The wider purpose of this exercise is to pore through a large set of PDF documents to analyze what types of activities were undertaken, by whom, and with what frequency. The task is split into two parts. The first is to extract paragraphs containing these phrases(verb-noun etc) for humans to look at and verify a random sample of so we know the parsing is working properly. Then using other characteristics associated with each PDF, do further analysis of the types of tasks (drafting/create/perform > document/task type "x") being performed, by whom, when, etc etc.
One example is "draft/prepare" > "procurement and market risk assessment".
I looked at the dependency tree of a sample sentence and then set up the Dependency matcher to work with that. Please see example below.
The sample sentence is "He drafted the procurement & market risk assessment". The dependency seems to be draft > assessment > procurement > risk > market
import spacy
nlp = spacy.load('en_core_web_sm')
from spacy.matcher import DependencyMatcher
dmatcher = DependencyMatcher(nlp.vocab)
doc = nlp("""He drafted the procurement & market risk assessment.""")
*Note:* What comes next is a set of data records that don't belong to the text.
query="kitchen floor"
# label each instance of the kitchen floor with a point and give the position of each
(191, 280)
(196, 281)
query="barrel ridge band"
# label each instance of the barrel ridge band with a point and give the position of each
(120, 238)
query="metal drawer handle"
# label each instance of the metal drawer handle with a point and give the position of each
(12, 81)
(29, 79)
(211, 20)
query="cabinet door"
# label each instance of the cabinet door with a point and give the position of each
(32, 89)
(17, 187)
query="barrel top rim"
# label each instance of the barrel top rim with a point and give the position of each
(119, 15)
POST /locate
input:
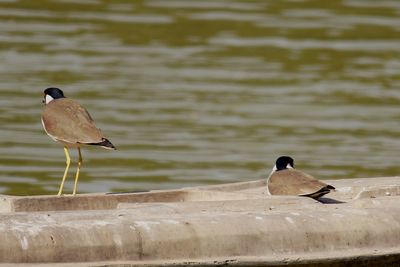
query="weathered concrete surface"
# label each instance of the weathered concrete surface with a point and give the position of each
(236, 224)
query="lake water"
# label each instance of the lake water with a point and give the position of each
(201, 92)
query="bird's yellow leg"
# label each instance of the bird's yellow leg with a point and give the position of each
(66, 170)
(77, 171)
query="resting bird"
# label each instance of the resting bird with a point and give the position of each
(67, 122)
(285, 180)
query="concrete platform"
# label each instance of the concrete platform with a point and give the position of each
(232, 224)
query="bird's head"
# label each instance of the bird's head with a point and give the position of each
(283, 163)
(52, 93)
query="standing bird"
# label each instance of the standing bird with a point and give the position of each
(67, 122)
(285, 180)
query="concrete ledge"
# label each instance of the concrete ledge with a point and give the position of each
(236, 224)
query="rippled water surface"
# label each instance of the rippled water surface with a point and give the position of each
(201, 92)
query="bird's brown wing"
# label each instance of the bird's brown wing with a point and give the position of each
(293, 182)
(66, 120)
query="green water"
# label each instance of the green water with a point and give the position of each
(201, 92)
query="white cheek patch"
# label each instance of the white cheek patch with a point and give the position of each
(49, 99)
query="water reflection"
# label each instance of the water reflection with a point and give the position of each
(201, 92)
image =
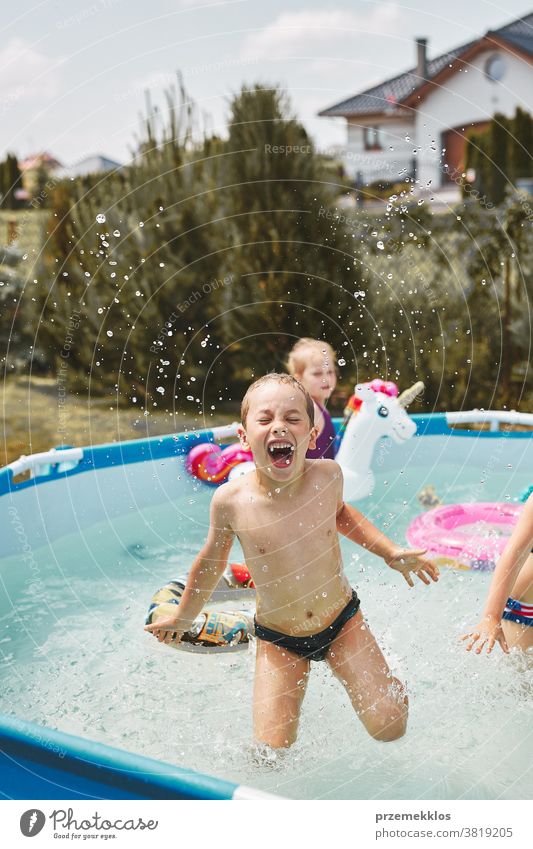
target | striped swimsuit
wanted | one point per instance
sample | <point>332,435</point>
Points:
<point>517,611</point>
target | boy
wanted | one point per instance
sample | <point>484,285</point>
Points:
<point>286,515</point>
lemma_list_drpr = ['draft', 'prepare']
print("----- Using Dependency Matcher -----")
deppattern22 = [
{'SPEC' : {"NODE_NAME": "drpr"}, "PATTERN":{"LEMMA": {"IN": lemma_list_drpr}}},
{"SPEC": {"NBOR_NAME": "drpr", "NBOR_RELOP": ">", "NODE_NAME": "ass2"}, "PATTERN":
{"LEMMA": "assessment"}},
{"SPEC": {"NBOR_NAME": "ass2", "NBOR_RELOP": ">", "NODE_NAME": "proc2"}, "PATTERN":
{"LEMMA": "procurement"}}
]
dmatcher.add("Pat22", patterns = [deppattern22])
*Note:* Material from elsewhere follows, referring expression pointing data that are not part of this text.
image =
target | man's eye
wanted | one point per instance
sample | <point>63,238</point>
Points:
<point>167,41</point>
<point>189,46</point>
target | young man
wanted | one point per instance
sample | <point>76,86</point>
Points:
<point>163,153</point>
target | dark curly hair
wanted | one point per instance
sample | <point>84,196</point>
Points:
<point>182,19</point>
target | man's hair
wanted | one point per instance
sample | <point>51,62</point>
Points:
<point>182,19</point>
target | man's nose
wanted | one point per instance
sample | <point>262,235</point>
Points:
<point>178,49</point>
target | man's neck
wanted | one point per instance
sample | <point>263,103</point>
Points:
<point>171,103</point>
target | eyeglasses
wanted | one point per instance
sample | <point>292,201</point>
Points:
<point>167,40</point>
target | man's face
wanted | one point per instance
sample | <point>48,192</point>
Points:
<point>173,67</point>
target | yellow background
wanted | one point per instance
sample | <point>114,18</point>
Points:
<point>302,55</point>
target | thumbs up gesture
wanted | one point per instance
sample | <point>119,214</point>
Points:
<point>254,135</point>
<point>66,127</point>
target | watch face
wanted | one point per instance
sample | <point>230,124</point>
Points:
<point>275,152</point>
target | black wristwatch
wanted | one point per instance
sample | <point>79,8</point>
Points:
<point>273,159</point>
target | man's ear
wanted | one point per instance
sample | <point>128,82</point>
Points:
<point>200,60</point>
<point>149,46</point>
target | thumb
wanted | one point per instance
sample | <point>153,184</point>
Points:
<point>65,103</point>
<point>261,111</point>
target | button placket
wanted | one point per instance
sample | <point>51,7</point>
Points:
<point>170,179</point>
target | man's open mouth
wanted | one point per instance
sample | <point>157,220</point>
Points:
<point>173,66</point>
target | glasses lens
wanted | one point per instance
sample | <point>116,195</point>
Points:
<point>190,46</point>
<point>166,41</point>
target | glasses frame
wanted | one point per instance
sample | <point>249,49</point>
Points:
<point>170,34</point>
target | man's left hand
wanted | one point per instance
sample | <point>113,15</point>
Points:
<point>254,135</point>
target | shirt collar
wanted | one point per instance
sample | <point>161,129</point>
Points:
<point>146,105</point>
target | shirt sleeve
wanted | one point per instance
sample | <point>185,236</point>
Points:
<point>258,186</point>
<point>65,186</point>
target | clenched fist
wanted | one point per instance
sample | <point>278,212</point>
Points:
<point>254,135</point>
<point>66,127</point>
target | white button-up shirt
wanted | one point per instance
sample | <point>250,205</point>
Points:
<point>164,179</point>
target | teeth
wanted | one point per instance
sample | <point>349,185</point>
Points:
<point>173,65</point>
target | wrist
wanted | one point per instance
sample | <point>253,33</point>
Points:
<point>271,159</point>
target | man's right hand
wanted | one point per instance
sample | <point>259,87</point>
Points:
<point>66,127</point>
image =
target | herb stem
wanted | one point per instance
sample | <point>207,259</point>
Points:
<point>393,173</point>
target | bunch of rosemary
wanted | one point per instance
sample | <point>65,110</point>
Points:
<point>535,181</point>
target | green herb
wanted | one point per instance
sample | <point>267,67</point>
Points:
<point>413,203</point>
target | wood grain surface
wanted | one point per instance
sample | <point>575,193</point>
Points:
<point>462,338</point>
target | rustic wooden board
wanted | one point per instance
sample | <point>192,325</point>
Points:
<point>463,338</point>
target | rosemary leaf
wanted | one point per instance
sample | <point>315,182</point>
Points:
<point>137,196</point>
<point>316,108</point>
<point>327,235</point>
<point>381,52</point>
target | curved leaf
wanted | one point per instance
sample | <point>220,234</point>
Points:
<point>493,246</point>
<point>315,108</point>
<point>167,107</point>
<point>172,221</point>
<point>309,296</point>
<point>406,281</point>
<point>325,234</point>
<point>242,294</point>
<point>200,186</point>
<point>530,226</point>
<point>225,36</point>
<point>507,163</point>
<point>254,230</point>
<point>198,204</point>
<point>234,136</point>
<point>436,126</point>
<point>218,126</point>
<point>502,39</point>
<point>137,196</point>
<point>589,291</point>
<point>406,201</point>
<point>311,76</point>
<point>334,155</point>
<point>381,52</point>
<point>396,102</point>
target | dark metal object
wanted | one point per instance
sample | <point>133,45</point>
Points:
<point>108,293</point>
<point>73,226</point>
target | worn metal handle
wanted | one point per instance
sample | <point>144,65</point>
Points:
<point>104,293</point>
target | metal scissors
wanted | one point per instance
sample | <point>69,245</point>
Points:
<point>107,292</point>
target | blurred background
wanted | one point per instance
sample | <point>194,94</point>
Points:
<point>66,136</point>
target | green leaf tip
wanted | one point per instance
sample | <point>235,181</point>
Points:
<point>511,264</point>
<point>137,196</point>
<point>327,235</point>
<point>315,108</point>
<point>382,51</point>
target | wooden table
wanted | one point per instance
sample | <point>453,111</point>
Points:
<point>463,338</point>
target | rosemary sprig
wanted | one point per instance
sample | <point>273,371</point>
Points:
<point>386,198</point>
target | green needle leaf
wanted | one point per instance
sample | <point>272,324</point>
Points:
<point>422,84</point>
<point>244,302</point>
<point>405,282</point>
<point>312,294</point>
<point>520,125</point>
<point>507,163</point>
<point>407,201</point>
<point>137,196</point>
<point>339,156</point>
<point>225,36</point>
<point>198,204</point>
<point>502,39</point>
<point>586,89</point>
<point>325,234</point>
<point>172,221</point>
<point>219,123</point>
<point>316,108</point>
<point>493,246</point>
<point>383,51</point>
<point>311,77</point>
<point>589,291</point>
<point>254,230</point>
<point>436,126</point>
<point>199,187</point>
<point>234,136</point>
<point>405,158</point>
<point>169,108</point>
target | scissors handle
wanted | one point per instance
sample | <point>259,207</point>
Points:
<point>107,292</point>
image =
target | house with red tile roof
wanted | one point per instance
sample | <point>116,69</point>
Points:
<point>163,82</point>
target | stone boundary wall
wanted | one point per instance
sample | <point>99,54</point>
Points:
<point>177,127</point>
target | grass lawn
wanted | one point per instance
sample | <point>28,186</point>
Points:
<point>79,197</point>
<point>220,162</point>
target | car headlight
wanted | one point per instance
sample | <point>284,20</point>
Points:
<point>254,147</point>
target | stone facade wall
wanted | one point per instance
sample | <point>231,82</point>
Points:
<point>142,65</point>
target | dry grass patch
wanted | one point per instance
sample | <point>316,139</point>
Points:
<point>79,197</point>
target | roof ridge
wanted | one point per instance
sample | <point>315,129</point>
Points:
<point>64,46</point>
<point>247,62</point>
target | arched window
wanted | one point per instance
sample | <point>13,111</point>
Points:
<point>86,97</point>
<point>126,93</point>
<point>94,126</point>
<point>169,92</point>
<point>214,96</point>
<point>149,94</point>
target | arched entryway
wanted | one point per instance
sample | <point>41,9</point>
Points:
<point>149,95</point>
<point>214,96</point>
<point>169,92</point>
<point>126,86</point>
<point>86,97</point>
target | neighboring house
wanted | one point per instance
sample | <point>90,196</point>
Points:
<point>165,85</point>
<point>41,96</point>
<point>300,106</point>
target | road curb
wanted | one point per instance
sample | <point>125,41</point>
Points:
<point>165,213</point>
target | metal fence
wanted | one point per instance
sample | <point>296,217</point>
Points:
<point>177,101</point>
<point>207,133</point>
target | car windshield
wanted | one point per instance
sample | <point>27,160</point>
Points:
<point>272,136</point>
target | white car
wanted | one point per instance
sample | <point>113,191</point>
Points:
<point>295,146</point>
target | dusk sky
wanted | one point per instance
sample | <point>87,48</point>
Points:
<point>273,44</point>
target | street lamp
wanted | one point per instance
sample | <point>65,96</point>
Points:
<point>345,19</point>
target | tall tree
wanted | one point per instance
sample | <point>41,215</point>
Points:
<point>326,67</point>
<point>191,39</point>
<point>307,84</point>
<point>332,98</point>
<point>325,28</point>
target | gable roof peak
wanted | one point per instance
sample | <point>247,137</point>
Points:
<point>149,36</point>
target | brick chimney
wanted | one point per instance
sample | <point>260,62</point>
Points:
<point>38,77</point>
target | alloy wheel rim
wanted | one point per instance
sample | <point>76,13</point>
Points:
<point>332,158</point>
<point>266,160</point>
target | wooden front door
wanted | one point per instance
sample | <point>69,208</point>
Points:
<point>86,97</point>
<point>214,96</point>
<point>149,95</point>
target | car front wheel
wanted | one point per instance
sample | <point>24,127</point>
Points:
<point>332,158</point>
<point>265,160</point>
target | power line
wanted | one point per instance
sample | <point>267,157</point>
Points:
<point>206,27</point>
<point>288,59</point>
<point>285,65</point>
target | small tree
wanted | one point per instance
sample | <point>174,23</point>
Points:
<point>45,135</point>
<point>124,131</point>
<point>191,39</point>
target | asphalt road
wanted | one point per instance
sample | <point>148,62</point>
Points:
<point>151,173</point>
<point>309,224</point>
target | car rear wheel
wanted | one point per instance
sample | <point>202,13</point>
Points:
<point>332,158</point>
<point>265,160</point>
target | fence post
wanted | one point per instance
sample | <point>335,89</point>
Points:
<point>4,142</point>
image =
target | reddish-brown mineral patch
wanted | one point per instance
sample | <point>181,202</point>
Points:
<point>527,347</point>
for number, mylist in dmatcher(doc):
for item in mylist:
print(doc[item[0]].sent)
When I do this, it works.
However, there are many problems here.
When I try to add "risk" and "market" terms to the matcher then it no longer works:
deppattern22a = [ {'SPEC' : {"NODE_NAME": "drpr"}, "PATTERN":{"LEMMA": {"IN": lemma_list_drpr}}}, {"SPEC": {"NBOR_NAME": "drpr", "NBOR_RELOP": ">", "NODE_NAME": "ass2"}, "PATTERN": {"LEMMA": "assessment"}}, {"SPEC": {"NBOR_NAME": "ass2", "NBOR_RELOP": ">", "NODE_NAME": "proc2"}, "PATTERN": {"LEMMA": "procurement"}}, {"SPEC": {"NBOR_NAME": "proc2", "NBOR_RELOP": ">", "NODE_NAME": "risk2"}, "PATTERN": {"LEMMA": "risk"}}, {"SPEC": {"NBOR_NAME": "risk2", "NBOR_RELOP": ">", "NODE_NAME": "mkt2"}, "PATTERN": {"LEMMA": "market"}} ]
Moreover, when I change the sentence text a little bit, by replacing "&" by "and" then the dependency changes so my dependency matcher doesn't work again. The dependency becomes draft > procurement > assessment > ... whereas in the earlier sample sentence it was draft > assessment > procurement > ...
- The dependency changes back when I add other text to the sentence.
What would be a good way to find such matches that are not sensitive to minor changes in sentence structure?